都内には、2024年4月1日時点で全国最多の約66万人の外国人が住んでいます。国別では中国が約26万人でトップで、韓国の約9万人、ベトナムの約4万6,000人と続いています。ベトナムは10年前は6位でしたが、技能実習生などとして来日する人が増えています。

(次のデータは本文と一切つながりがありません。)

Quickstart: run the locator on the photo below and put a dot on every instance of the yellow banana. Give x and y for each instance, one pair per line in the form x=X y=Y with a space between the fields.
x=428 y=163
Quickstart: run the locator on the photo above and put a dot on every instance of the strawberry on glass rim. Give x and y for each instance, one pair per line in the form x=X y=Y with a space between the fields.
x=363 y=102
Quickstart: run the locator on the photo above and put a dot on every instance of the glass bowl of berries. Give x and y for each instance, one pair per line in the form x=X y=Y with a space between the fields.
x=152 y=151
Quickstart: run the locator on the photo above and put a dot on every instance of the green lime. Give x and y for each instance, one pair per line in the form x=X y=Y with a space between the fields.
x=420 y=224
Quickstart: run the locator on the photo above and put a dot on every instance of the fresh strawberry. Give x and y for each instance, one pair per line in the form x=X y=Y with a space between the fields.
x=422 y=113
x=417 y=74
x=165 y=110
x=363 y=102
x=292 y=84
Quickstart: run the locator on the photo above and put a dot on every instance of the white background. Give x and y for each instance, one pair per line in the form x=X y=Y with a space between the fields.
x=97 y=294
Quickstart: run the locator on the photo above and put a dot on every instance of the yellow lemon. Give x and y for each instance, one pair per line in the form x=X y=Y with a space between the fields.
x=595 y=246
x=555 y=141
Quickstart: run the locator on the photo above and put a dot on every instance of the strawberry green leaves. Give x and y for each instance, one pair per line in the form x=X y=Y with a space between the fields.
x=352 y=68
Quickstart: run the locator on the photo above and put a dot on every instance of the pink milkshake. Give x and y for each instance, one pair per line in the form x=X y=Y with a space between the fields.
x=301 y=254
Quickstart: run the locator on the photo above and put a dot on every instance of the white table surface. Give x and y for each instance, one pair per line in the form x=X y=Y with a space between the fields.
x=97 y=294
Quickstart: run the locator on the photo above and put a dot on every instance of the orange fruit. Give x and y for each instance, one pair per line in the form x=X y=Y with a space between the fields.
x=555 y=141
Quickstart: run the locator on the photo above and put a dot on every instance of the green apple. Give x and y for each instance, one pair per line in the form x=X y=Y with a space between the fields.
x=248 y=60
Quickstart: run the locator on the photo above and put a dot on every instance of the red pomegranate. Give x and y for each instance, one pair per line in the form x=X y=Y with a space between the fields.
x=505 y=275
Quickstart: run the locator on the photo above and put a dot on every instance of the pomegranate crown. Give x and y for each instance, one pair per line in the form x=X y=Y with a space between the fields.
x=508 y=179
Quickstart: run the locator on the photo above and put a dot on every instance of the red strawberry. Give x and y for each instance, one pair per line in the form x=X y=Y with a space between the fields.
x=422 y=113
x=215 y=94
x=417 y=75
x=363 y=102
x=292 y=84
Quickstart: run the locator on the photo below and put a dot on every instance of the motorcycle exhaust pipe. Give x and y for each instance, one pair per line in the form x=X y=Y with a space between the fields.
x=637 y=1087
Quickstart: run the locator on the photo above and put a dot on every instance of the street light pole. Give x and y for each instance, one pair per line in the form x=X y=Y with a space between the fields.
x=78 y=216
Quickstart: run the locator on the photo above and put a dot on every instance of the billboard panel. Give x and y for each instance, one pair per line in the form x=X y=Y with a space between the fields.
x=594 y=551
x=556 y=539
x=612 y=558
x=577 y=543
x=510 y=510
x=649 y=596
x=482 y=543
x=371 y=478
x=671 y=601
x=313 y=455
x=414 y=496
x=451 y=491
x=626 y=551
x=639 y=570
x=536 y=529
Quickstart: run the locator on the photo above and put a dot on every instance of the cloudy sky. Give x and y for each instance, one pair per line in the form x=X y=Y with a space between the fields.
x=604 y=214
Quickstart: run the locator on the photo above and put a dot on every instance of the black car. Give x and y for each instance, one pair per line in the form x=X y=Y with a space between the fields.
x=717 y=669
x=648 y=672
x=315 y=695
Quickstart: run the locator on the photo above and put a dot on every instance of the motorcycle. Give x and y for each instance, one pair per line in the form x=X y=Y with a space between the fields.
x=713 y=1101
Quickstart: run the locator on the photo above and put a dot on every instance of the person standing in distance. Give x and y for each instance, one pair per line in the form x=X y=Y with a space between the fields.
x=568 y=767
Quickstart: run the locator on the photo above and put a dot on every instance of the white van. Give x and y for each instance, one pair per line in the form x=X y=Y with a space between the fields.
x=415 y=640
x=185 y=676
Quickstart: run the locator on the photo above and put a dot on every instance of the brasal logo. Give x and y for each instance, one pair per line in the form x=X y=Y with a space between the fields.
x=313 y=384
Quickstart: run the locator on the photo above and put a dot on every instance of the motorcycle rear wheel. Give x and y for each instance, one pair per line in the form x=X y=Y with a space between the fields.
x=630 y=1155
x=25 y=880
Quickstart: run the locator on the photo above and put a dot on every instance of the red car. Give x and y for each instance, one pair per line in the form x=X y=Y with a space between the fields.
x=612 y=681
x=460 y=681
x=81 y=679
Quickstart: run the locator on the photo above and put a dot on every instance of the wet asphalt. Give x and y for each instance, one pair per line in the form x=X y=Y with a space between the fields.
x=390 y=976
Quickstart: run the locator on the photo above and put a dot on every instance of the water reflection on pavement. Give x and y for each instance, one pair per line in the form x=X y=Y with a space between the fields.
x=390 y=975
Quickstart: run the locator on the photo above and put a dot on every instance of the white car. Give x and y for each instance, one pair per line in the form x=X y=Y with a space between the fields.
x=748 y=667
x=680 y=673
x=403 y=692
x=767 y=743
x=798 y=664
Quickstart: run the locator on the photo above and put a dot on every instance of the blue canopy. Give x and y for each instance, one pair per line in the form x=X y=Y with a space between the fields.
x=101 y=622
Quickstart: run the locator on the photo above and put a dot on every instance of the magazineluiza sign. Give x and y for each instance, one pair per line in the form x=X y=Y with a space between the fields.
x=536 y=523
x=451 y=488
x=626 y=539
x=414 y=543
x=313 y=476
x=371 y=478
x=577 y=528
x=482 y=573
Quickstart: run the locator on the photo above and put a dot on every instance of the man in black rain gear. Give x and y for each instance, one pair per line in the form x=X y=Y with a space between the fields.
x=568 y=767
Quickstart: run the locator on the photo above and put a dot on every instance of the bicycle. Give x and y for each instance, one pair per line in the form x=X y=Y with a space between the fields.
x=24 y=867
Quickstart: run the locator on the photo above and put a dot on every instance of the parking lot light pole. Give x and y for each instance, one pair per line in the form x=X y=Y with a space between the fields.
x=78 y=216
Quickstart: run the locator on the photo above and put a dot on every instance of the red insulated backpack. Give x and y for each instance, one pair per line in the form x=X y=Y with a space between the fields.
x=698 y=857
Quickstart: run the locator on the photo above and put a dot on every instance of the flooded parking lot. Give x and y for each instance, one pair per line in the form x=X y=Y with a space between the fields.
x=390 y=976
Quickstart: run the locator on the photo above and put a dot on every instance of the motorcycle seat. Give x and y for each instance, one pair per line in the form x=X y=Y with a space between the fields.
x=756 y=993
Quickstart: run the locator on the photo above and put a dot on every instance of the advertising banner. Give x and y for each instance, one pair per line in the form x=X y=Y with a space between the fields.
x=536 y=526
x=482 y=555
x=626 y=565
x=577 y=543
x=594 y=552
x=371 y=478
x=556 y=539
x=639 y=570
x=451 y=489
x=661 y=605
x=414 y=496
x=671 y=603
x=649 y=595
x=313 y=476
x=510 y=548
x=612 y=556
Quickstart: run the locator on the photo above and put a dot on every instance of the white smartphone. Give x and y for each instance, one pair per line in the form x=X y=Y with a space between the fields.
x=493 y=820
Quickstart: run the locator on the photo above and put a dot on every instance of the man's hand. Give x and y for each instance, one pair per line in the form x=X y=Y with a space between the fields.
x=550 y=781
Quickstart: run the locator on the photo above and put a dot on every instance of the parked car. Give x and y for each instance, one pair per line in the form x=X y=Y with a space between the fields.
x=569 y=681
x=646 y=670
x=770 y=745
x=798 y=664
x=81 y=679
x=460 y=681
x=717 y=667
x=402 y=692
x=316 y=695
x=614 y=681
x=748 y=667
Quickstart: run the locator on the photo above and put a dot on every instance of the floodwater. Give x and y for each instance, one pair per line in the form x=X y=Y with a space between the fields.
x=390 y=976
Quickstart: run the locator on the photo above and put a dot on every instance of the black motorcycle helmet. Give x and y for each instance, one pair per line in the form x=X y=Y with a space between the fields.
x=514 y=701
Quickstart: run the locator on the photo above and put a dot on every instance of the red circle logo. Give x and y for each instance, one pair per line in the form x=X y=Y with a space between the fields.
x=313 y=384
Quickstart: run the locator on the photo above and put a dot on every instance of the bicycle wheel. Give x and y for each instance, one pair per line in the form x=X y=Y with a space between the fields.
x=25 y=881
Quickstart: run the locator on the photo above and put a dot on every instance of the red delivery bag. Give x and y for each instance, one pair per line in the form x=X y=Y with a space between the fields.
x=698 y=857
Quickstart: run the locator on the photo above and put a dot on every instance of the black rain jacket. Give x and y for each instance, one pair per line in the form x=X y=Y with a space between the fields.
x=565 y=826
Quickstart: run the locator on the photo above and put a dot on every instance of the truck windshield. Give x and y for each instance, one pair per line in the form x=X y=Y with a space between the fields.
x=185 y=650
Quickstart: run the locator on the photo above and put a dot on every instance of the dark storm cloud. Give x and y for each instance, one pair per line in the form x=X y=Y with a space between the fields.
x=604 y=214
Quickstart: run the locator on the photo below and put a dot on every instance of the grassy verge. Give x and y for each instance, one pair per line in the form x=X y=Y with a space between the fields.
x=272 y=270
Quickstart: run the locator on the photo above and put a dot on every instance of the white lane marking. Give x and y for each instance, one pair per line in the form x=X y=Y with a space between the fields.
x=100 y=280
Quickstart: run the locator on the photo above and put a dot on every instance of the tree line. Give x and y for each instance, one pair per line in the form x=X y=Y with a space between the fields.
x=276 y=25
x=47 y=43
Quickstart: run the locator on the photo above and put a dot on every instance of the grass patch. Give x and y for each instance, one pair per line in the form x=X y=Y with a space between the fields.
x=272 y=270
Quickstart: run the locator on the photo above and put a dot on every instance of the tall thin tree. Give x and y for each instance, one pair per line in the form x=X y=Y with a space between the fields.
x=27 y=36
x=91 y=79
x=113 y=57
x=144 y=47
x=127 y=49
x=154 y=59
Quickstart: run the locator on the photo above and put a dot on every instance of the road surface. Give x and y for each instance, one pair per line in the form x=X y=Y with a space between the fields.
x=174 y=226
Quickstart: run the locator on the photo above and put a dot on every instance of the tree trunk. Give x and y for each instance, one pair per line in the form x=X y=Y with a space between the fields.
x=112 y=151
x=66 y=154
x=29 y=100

外国人労働者は、2023年10月時点で約54万人で、このうち、教授や高度専門職、経営・管理など専門的・技術的分野の在留資格を持つ人の割合は、39%と全国トップです。都内には大企業が集中しているため、高度人材が集まりやすく、起業する人たちも増えています。
働き手の中には家族連れの人もいれば、来日後に子どもを産み、育てる人もいます。都内の公立小学校に通う外国人は、2023年度に1万4,840人と10年で2.8倍になっています。各自治体は日本語指導員を配置するなどして日本語が苦手な児童をサポートする体制づくりに力を入れています。
都内の外国人住民の比率は、2070年に約20.6%になるとされています。4月1日時点で、外国人住民の割合が12%と最も高い新宿区では、約50%になる見通しです。日本の潜在成長力を高める高度人材はもちろん、人手不足の介護などエッセンシャルワーカーを担う人材がいないと、経済が回らなくなります。自治体は多言語対応だけではなく、日本語教育をもっと普及させ、外国人が孤立しない環境をつくるべきです。